Atualização é crucial para evitar roubo de dados, dizem especialistas

Por Redação | 08 de Janeiro de 2014 às 16h30
photo_camera Divulgação

2014 chegou e ainda há quem acredite que para se proteger de uma ameaça cibernética, basta apenas ter um antivírus instalado ou pior: nem isso é feito. Ao contrário do que muitos usuários imaginam, uma atualização periódica no computador ou dispositivos móveis é crucial para evitar futuras dores de cabeça.

Em primeiro lugar, é preciso estar sempre de olho nas atualizações do sistema disponíveis para o equipamento, seja um tablet, PC ou smartphone. No caso de um desktop, ainda, existem as atualizações de segurança (no Mac elas estão dentro do pacote de atualização do sistema operacional, já no Windows elas estão separadas, no Windows Update) e de programas, que podem ser avisadas pelo próprio software. Já em dispositivo móvel, é possível visualizar as atualizações disponíveis dentro do próprio aplicativo ou ainda na loja de apps.

Estima-se que mais da metade dos computadores rodam com sistemas antigos e sem a atualização de segurança necessária para, por exemplo, evitar ser atacado por um cavalo de troia, um malware que pode roubar dados pessoais e (ou) bancários. Assim, um aplicativo rodando uma versão antiga em seu celular ou um computador sem atualizações de segurança pode estar mais vulnerável do que você pensa.

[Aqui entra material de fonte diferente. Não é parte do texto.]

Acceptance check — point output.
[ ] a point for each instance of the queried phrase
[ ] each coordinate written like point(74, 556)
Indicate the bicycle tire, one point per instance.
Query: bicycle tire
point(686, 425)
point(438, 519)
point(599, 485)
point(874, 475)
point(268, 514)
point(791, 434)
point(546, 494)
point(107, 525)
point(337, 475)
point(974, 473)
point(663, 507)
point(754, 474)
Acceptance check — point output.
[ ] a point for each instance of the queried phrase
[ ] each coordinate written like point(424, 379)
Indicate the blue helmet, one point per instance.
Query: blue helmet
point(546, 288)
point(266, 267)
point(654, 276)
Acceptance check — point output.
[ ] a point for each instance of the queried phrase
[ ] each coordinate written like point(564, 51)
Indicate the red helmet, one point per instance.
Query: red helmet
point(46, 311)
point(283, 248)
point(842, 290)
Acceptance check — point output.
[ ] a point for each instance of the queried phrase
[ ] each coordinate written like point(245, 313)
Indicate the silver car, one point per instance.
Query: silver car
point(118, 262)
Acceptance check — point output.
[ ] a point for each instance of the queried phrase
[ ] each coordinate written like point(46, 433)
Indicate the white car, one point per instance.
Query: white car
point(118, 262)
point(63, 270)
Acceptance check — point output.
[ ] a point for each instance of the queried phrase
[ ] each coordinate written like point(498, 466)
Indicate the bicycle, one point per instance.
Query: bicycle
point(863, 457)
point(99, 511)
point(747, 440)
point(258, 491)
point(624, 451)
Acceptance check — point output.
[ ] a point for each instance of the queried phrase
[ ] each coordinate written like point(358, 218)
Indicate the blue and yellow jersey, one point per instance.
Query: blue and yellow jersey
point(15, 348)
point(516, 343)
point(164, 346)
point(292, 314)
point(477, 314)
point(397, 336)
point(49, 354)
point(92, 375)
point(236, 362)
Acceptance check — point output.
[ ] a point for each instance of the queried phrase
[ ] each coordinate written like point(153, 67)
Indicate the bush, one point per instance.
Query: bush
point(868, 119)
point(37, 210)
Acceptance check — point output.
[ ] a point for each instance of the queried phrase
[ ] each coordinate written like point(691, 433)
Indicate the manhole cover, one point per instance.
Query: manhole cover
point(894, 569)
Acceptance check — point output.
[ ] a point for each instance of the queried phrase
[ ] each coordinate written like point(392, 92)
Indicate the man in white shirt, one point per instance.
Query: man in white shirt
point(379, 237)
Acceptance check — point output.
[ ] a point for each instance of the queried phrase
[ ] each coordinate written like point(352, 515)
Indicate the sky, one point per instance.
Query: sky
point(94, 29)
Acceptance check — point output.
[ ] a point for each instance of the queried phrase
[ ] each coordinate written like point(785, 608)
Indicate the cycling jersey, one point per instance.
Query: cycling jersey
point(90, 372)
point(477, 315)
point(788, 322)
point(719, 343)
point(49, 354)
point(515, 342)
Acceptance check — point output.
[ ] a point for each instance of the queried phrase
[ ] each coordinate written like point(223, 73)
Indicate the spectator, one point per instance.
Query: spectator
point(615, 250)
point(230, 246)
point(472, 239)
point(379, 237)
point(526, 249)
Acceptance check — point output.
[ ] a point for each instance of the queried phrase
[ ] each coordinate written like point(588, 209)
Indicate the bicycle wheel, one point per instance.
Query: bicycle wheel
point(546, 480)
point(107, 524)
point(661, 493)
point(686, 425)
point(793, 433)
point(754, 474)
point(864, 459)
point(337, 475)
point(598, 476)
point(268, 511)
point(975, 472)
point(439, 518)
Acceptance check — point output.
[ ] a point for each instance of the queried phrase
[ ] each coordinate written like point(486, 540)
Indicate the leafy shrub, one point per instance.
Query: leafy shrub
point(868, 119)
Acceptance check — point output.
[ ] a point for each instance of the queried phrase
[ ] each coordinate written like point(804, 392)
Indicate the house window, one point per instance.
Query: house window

Muita confiança, pouca proteção

Um dos problemas que mais levam as pessoas a não darem atenção às atualizações necessárias é o fato de confiarem demais nos sistemas e programas que usam. "O medo pode aparecer somente quando a pessoa sofre um ataque", comenta Eduardo Lopes, diretor das Nodes Tecnologia, distribuidora das soluções antivírus da Avira e outros programas de segurança como o Safetica, WinShare e o SEP Software. Segundo o executivo, muitos usuários de computador (exceto os mais experientes) não possuem os conhecimentos necessários para deixá-los alertas. “Geralmente confiam demais nos programas que utilizam e acreditam que com eles nada de ruim vai acontecer”, afirma.

Emanoel Rogério de Souza, diretor da FirstSecurity, empresa que distribui suítes de segurança da G Data, concorda com Lopes e afirma que isso é mais comum quando se trata de celulares e tablets. “Se os novos computadores e notebooks saem de fábrica com um software de antivírus instalado, o mesmo não acontece com os smartphones e tablets. Para estes é necessário baixar um aplicativo de segurança assim que conecta à internet pela primeira vez. Mas isso nunca acontece. A aquisição de um app de segurança só é feita depois de muito tempo, quando ele lê alguma notícia relacionada ao assunto, tem algum amigo que faz uso deste tipo de aplicação ou teve problemas com ataques contra seu aparelho. Além disso, os programas antivírus pré instalados têm validade por alguns meses e é necessário fazer nova assinatura, fato que nem sempre acontece”, explica.

Já para Marco Rodrigues, da Štíty Tecnologia, uma das distribuidoras das soluções Avast no Brasil, o usuário não deve esquecer das recomendações básicas: "Nunca confiar em qualquer mensagem de e-mail recebido de pessoas desconhecidas, não abrir arquivos anexados com vídeos ou fotos de catástrofes ou de acidentes envolvendo famosos. Boletos de pagamentos, faturas, notas fiscais eletrônicas devem ser verificados diretamente com as empresas, para saber se são autênticos. Além disso, é necessário também manter o antivírus sempre atualizado, da mesma maneira que se exige atualização dos demais programas e sistemas operacionais”, conclui.